Monday, May. 07, 1979
Saving Some Bullets for the End
As the new regime mops up, Big Daddy seeks arms in Libya
Though he had skedaddled out of the country to escape an onrushing invasion, Uganda's self-anointed Field Marshal and President-for-Life Idi Amin Dada continued to cast a bloodstained shadow on his tormented land last week. U.S. officials reported that Big Daddy was in Libya seeking arms from his fellow Muslims in Tripoli for a possible counterattack against the new Ugandan government and its Tanzanian allies. Though Amin's chances of succeeding in such an effort were practically nil, at least some members of his shattered army professed to be eagerly awaiting his return. Claimed a soldier from the elite Simba Battalion, once the bulwark of Amin's forces, speaking to a Western newsman near the Kenya border: "His Excellency is on the radio every morning telling us what to do. He is trying to bring war machinery from outside. He says to lie low and wait. He says for us to save enough bullets for the end."
At the rate at which they have been expending ammunition up to now, Amin's remaining loyalists will run out of it very soon. Three weeks after Amin fled from Kampala, Uganda's capital, bands of Nubian mercenaries from southern Sudan continued to roam the countryside, looting and killing. A particularly outrageous atrocity occurred on the day after Easter. At Jinja, an industrial town 50 miles east of Kampala, pro-Amin troops seized a group of 130 Catholic parishioners arriving by bus with a black bishop from the town of Mbale. The parishioners were herded into a stockade at a nearby army barracks and mowed down by machine-gun fire; none survived.
The staff and students at the St. Theresa Mission School in Nandere, a tiny village deep in the bamboo-and-papyrus forests 30 miles north of Kampala, were more fortunate. First a band of Amin's soldiers robbed Headmaster Kibunka Peregrine of his watch and money; then, the headmaster told TIME Nairobi Bureau Chief David Wood, one of the soldiers "jammed a hand grenade in my mouth and told me to take him to the deacon." Peregrine knocked on the bullet-scarred door of the deacon's office, but no one emerged. "When Amin's boys left, he came out," says Peregrine. "I knew he was in there all the time. The soldiers came only for loot. If they had come to kill, none of us would be here now."
Innocent civilians have not been the only victims. At Busia, a village that straddles Uganda's border with Kenya, 500 Simba troops were preparing for what their commander, one of Amin's nephews, called a "noble, bloody" last stand against an advancing column of Tanzanians. The screams of Simbas who were being garroted by their comrades for counseling surrender or trying to escape across the border could clearly be heard by passers-by on the town's unpaved main street.

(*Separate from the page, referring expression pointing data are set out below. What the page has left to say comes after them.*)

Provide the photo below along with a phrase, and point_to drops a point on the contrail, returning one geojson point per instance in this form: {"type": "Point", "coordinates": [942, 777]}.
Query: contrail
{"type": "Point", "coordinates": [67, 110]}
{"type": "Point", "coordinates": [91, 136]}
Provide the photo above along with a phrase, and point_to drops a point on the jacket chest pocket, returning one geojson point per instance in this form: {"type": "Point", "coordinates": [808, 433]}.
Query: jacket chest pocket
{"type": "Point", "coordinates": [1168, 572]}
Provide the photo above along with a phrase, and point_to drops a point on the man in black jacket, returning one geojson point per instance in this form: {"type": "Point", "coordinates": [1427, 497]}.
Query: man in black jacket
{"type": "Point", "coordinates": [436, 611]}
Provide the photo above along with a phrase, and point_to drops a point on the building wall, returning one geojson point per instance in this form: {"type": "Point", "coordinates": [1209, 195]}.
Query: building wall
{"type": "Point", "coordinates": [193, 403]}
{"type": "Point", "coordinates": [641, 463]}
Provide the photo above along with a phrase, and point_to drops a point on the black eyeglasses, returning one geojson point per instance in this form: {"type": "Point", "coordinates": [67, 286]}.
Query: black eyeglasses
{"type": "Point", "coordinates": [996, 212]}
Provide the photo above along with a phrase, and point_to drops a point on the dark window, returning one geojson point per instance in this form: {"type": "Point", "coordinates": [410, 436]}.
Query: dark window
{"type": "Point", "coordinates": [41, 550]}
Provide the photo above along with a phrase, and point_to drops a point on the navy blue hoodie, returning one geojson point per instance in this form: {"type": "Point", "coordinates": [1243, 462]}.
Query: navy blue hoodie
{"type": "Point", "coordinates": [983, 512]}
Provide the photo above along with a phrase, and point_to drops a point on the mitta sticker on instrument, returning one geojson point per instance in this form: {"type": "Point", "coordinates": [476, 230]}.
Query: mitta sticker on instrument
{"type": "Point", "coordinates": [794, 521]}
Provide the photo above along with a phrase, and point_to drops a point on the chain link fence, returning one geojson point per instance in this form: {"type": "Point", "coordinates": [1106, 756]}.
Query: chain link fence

While the anti-Amin forces continued their mopping-up operations, the new government of President Yusufu Kironde Lule began the difficult task of rebuilding what was once East Africa's most cosmopolitan society. In Kampala, a bright yellow dump truck bearing the hand-lettered sign KAMPALA CITY BODY REMOVAL plied the rubble-filled streets, carting away the corpses of the dozens of soldiers and civilians killed in the fight for control of the capital. With gasoline once again available, tow trucks began hauling away the wrecked cars strewn around town.
Students at Makerere University, the most renowned institution of higher education in Black Africa until the semiliterate Amin appointed himself its chancellor, organized a campaign to return desks, chairs and typewriters to government offices that had been looted during the frenzied celebration that followed Kampala's liberation. The first of 60,000 Ugandan exiles from Amin's brutal rule trickled into the city, joyously embracing old friends who had remained behind.
The toughest problem facing Uganda's new leaders, however, is undoing the psychological damage spawned by eight years of Amin. So common were political executions, says Makerere Student Peter Ssebanakitta, that "if I see a dead body, I'm not shocked any more." Adds Peter Mulondo, a Kampala businessman: "Under Amin, if you learned that your brother had been taken away by the State Research Bureau death squads, you'd think, That's too bad,' and then you'd forget it."Lule's ministers fear that unless a sense of commonweal can be resurrected, the $2 billion required to reconstruct Uganda's devastated economy, schools and farms over the next two years will be wasted. Says Andrew Benedicto Adimola, Lule's Minister of National Reconstruction: "We must restore moral and spiritual values or in eight years we will be tearing up our new buildings and mended roads once again."